Clearly, I am a bit proponent of training and development. Particularly when it comes to leadership development. I fully believe the more leaders are given development opportunities, the better the organization overall.
I will fight anyone to the death who feels differently.
Many times businesses, especially smaller organizations, feel they don’t have the time or budget to implement any type of training. They also think that their smaller size automatically promotes open communication and deeper relationships so what do they have to develop anyway?
Even if a full leadership development program isn’t in the cards, there are three topics every leader should have to attend. They are listening skills, self-awareness and delegating/empowering.
Oh man, are we bad at this. I mean in general, as humans. We are insanely bad at listening. Of course, some of us are better than others, but let’s be honest for a moment, none of us are knocking this out of the park.

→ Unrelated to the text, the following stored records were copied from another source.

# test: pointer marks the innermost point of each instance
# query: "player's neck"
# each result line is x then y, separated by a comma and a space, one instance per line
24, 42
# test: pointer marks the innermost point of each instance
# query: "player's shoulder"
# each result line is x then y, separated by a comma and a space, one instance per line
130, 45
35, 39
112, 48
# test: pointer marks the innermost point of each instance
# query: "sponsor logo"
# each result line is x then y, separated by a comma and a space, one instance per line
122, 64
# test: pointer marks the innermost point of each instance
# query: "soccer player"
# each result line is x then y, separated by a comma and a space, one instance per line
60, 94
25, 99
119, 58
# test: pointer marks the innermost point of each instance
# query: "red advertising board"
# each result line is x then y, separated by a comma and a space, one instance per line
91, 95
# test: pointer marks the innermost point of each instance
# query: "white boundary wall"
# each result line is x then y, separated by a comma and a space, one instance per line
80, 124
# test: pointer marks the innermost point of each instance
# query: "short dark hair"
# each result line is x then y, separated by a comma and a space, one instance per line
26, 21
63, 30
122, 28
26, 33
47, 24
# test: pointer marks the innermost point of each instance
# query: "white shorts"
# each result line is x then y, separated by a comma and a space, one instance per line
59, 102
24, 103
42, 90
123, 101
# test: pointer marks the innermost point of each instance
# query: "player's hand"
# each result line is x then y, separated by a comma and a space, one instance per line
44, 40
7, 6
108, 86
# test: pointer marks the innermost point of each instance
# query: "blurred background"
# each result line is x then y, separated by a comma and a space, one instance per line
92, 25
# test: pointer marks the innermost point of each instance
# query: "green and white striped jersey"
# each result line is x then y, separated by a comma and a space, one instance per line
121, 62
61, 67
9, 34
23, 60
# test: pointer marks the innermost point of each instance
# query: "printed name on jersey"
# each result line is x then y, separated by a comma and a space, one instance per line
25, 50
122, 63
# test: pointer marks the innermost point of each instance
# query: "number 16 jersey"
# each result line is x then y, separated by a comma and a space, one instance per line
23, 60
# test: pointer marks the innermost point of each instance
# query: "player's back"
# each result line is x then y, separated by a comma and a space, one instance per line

Here’s the thing about listening skills. Fundamentally, we all know what to do. Nothing that comes out of a listening skills workshop is rocket science.
But we all need constant reminders to listen more.
As leaders, we have to be able to turn off all the noise that hits us and truly listen to our employees. I’m sure we can all agree that so many workplace issues would have never been issues had there been better communication. More often than not, that better communication would have included better listening.
If I had a nickel for every time a leader said to me, “this is just the way I am,” I wouldn’t have to work anymore. Most of the time when they say this it’s to serve as an excuse for a behavior they do not want to change. “This is the way I am,” thinking says to employees that the leader is not interested in any kind of personal growth and the employee can either take it or leave it.
They leave it.
Leadership development opportunities that offer self-awareness into how the leader communicates, likes to work, organizes their day should be given as often as possible. These sessions should offer the leader a chance to better understand their strengths and blind spots.
The biggest part about self-awareness is that it teaches more adaptability of ourselves to those around us rather than expecting everyone to just adapt to us.
In this business, we use the Myers Briggs Type Indicator to help with self-awareness. There are of course a myriad of other options that could work, but it’s important that it focuses on the individual and allows for a significant amount of introspection.
Another seemingly basic subject, but one that leaders often need to be reminded of. As I spend my days with leaders across various organizations, I find that so much of leaders angst is of their own doing. Leaders are busy, no doubt about that, but that business is often because they have not delegated properly or empowered their team to make decisions or take risks without them.
Leaders must learn what work they must do and what work they can delegate. Further, they have to get to a place where they feel comfortable not having to make all the decisions themselves. If they can not figure out how to spread the work and decision making power around, they will burn out and never make the difference they likely intended.
Training about delegation techniques and methods to better empower employees is essential to a leaders success and ultimate well being.
As I said, none of these topics are earth-shattering. They are topics we have likely heard training on before, but they all serve as areas we need constant reminders about. Finding ways to incorporate training on these topics as often as possible will help leaders create habits around them that positively impact the business as a whole.